Lockheed appealed, claiming SOX didn’t cover Brown’s complaints because they didn’t relate to shareholder fraud. But the Labor Department’s Administrative Review Board (ARB) affirmed the ALJ’s decision, and on June 4, in Lockheed Martin Corp. v. Administrative Review Board, the 10th Circuit affirmed the ARB’s decision.
The appeals court’s ruling marks the first time it has interpreted SOX, and it outlines a broad view of what constitutes protected whistleblower activity and retaliation under the act.
Writing for the 10th Circuit, Judge Michael Murphy said that “an employee complaint need not specifically relate to shareholder fraud to be actionable under [SOX].”
“The court held that the current board correctly interpreted the statute consistent with the unambiguous language and intent of Congress to protect employees who report conduct that specifically relates to any of the enumerated federal fraud statutes,” says Mary Pivec, a partner at Williams Mullen.
According to James McQuade, of counsel at Orrick, the 10th Circuit’s broad interpretation is important because it “could have the effect of continuing to expand the scope of protected activity under SOX, which, in turn, could lead to an increase in SOX claims.”
The 10th Circuit’s affirmation of the ARB’s decision is also significant because the court held that even if the language of SOX was ambiguous about what constitutes protected whistleblower activity and retaliation, precedent set in the 1984 Supreme Court case Chevron U.S.A., Inc. v. Natural Resources Defense Council, Inc. required it to defer to the ARB’s interpretation. In that case, the Supreme Court established that courts must defer to a government agency’s interpretation of a statute if the interpretation is based on a permissible construction of the statute.

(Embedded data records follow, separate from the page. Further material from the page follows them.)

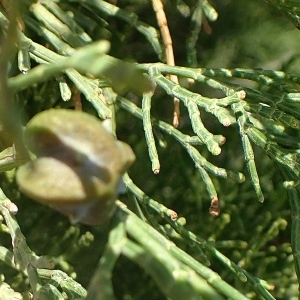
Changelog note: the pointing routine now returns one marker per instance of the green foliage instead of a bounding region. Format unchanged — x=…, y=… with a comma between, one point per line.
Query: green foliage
x=192, y=224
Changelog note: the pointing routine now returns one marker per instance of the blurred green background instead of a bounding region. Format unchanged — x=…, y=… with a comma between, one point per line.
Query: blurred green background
x=247, y=34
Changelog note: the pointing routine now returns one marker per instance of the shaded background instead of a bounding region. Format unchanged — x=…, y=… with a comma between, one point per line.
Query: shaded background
x=247, y=34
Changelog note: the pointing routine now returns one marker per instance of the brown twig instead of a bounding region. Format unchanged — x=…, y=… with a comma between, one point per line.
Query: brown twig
x=167, y=40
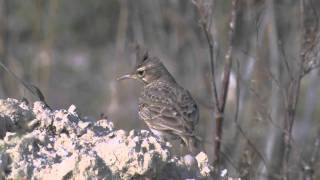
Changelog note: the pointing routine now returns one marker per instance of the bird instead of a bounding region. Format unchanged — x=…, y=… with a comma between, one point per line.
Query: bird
x=167, y=108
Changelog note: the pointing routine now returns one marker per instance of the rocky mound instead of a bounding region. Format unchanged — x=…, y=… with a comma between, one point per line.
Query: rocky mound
x=39, y=143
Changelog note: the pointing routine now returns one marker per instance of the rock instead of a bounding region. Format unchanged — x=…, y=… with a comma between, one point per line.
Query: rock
x=61, y=145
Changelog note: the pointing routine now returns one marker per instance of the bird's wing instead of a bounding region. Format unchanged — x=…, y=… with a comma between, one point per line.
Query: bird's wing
x=165, y=108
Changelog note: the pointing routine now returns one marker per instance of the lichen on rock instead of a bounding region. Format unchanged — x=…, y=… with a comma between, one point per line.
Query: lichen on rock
x=39, y=143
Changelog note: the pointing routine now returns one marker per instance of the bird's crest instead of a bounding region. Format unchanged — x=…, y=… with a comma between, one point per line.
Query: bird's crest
x=141, y=54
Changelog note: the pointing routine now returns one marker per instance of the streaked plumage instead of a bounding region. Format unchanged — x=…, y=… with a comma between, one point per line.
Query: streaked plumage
x=168, y=109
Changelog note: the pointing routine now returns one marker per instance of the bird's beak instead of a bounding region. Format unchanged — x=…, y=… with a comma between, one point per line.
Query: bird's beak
x=127, y=76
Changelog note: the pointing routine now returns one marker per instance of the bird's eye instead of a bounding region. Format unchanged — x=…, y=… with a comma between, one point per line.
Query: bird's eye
x=141, y=73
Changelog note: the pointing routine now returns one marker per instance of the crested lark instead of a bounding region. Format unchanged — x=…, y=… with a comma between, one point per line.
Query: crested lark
x=166, y=107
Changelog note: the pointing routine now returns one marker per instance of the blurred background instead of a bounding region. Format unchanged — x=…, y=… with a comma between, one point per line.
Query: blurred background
x=74, y=50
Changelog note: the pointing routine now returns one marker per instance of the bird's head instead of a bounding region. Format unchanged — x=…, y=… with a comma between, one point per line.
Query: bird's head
x=148, y=69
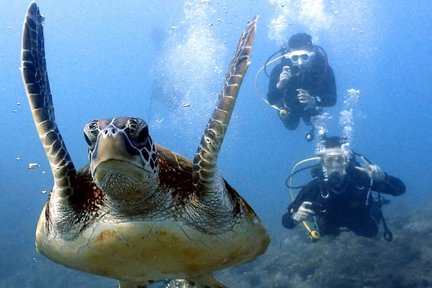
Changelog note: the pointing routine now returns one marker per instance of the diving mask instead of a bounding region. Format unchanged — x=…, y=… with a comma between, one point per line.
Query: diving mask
x=300, y=57
x=334, y=162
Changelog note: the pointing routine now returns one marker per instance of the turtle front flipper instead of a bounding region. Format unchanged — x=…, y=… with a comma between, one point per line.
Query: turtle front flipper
x=35, y=78
x=204, y=163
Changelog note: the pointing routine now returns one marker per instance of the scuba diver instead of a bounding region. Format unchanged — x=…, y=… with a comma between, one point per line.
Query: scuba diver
x=302, y=83
x=340, y=194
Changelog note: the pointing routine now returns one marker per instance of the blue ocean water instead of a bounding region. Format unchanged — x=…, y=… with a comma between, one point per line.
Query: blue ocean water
x=164, y=61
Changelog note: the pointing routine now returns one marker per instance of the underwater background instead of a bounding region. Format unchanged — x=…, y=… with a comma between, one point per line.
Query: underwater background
x=164, y=61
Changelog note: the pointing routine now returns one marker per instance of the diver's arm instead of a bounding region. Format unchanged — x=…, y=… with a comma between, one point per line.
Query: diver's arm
x=275, y=95
x=305, y=194
x=327, y=96
x=389, y=185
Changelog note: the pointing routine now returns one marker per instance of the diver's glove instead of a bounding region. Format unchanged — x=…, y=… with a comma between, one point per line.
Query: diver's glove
x=306, y=100
x=303, y=212
x=284, y=77
x=375, y=172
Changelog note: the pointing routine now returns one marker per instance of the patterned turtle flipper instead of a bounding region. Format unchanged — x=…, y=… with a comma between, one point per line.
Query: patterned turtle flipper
x=35, y=78
x=204, y=162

“Some employers have expressed shock that an executive branch institution like the ARB has such power,” Pivec says. “But it clearly does, and can exercise influence over the interpretation and application of the 23 whistleblower statutes under Depart- ment of Labor enforcement authority.”
In light of the 10th Circuit’s decision in Lockheed, in-house counsel should carefully consider whether employee complaints could be considered protected activity under SOX.
“Given the likelihood that the ARB interpretation of SOX will prove controlling for the indefinite future, it would be prudent for covered employers to review employee handbooks, compliance policies, supervisor manuals and SOX compliance training materials to ensure that the definition of protected activity is consistent with the ARB,” Pivec says.
Employers must be careful in making even the smallest personnel changes—including desk relocations and demotions, when an employee has raised a complaint about company activity to avoid charges of retaliation. If a company does make changes, it must be prepared to show that they would have happened regardless of the employee’s complaint.
“Employers should seek to not only prevent those employees who have knowledge of another employee’s protected activity from making any adverse decisions affecting that employee, but also should seek to prevent those employees from influencing any employment decisions affecting the protected employee,” McQuade says. “Second, if an adverse employment action is being taken against an employee who previously had engaged in protected activity, in-house counsel should determine whether the relevant decision maker has knowledge of the protected activity or was influenced by another who [did].”